Healing Centered Engagement at Voices 

Opportunities to be fully seen and accepted have healing properties. When we can be in community with those that not only accept but embrace our intersectional identities, we feel valued and empowered.  

When we first assembled Virginia’s Youth in Action, our initial goal was influencing Virginia policy with the wisdom and expertise of young leaders across the state. Naturally, we looked to HCE for guidance. We included personal and cultural storytelling in the group’s orientation session and witnessed our youth leaders quickly become a community, eager to celebrate and root for one another. In the months that we grew and learned together, we did not anticipate the possibility of multigenerational healing. As we prepared for our annual Youth Advocacy Day at the General Assembly, we did not realize we were creating opportunities to strengthen personal and familial narratives as parents and caregivers witnessed the next generation’s advocacy and truth-telling. 

(Caption: Advocates participated in collaborative artmaking as we imagined better mental health systems for our communities.) 

We also joined with mental health providers, agencies, and community healers to host Healing for the Healers, an advocacy day with a focus on mental health. Amid the busy, frenzied halls of power, we led a healing circle to reflect on who and what we imagine for our communities. We created intentional space for healing and anchored ourselves in hope and possibility. 

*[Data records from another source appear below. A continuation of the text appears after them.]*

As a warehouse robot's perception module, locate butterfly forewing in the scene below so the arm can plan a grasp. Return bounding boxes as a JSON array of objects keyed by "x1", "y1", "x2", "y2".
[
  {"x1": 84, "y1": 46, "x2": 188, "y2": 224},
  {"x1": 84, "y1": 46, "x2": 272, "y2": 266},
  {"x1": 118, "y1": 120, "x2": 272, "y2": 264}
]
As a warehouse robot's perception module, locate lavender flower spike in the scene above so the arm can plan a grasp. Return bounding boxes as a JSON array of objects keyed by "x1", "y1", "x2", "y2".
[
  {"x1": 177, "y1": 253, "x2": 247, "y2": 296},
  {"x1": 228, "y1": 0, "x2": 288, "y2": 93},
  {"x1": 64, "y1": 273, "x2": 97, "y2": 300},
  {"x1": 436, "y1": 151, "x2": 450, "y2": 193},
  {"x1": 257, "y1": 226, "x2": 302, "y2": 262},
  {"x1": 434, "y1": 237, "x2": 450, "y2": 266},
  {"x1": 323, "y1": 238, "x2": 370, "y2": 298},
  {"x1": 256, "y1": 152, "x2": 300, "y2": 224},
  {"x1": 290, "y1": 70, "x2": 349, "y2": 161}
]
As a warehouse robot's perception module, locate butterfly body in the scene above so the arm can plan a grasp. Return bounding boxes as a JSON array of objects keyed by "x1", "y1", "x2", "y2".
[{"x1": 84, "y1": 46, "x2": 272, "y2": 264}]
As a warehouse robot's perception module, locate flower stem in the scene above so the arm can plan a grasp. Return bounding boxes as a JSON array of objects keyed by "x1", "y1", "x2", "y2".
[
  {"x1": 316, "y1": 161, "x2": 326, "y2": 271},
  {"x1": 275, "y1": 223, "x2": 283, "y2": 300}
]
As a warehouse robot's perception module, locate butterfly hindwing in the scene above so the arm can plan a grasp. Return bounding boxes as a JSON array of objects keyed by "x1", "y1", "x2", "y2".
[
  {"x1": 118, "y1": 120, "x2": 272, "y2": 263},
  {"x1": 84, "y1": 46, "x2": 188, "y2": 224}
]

As we built on our strong foundation in trauma-informed care and realized all of the possibilities in becoming an HCE-forward organization, the Voices team began to look inward. We formed the “Healing, Equity, and Restoration Team,” lovingly abbreviated to HEART. Although still nascent, we know that committing to how we heal and restore ourselves as individuals will help us work better together as colleagues seeking equity and lasting change. 

Imagination, possibility, creativity, joy, and rest – these are some of the outcomes of leading with HCE that we have witnessed and experienced. We know that healing-centered work is not new to many Virginians, especially Black, Brown and Indigenous communities who incorporate collective healing practices into daily living. We also know that there is still much work to be done in Virginia so that every person in the Commonwealth feels seen, accepted, celebrated, and cared for. We believe HCE can help lead the way, and we invite our colleagues, partners, and communities to join us on the journey.